The community you involve yourself in will in large part determine your success. Your community can motivate or demotivate you. It can deliver a steady stream of information, analysis, inspiration, feedback, and pressure; or, it can deliver nothing. When you become a member of a group expending every effort to improve and become masters of a skill, you receive all these benefits.

At the bottom layer, there are few things more motivating than a peer improving faster than you are. Friendly competition has been a mainstay of performance for centuries — it’s a well-known phenomenon that the fastest running times, for example, occur during competitions. Friendly competition with others pushes us to overcome the barriers in our way and transcend limits we’d otherwise accept tacitly.

But a community of peers offers much more than this baseline. The community can help you improve just as much as any idol or teacher. Within music communities in Los Angeles, a there is a constant, mass exchange of ideas. Musicians swap samples; deconstruct productions; make music in new genres; stay up until 3am putting together synth patches; go out to shows and meet other artists; and analyze the latest pop hit. There’s constant discussion around contemporary topics, from the music itself to copyright law, marketing, and money.

It’s not just that these people are your friends and your competition — it’s that the community is an immersive environment.

If you are in a community that doesn’t care about or support your art, then you are at a disadvantage. You don’t simply lack the benefits of a supportive and invigorating community — often, you’re actively discouraged. Most musicians I know have been told, “Oh, music? That’s cool. But when are you going to get . . . you know, a real job?” In this kind of environment, it’s much tougher to be successful.
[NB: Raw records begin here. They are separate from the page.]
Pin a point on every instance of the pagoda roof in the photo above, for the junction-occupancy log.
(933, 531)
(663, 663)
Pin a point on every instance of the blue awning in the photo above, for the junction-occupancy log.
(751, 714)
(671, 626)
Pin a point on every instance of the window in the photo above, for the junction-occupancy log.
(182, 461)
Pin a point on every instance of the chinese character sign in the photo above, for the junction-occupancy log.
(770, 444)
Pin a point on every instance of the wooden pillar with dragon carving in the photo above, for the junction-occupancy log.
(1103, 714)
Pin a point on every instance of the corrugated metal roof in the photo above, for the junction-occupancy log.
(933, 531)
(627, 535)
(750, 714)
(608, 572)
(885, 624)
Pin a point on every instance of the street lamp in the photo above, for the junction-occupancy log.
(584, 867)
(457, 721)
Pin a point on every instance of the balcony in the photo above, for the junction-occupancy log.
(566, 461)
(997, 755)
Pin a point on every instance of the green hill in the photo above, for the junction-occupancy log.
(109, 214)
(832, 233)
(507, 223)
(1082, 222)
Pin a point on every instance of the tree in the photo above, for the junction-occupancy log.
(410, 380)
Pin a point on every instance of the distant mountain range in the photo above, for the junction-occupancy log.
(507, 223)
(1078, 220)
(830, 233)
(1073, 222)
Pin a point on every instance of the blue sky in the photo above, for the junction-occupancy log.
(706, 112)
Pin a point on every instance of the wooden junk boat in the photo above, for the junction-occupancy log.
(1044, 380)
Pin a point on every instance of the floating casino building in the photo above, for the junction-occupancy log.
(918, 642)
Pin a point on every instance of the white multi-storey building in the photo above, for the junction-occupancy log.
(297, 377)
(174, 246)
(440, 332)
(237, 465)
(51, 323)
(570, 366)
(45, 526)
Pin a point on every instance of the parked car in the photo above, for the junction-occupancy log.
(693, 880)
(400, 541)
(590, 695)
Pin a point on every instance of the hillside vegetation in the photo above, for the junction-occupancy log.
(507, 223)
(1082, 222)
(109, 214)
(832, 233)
If you don’t have a community yet, you don’t have to pack your bags and come out to Los Angeles. The amount of conversation and sharing of music online has made it possible to join the global music community from anywhere. Forums from KVR, subreddits like WeAreTheMusicMakers, collaboration sites like FindMySong, and even Facebook groups all provide ways to tap into a community you’d otherwise be hard-pressed to find.

As you continue to work hard towards your goals in music, keep in mind the three people you need in your career: the Idol, the Teacher, and the Community.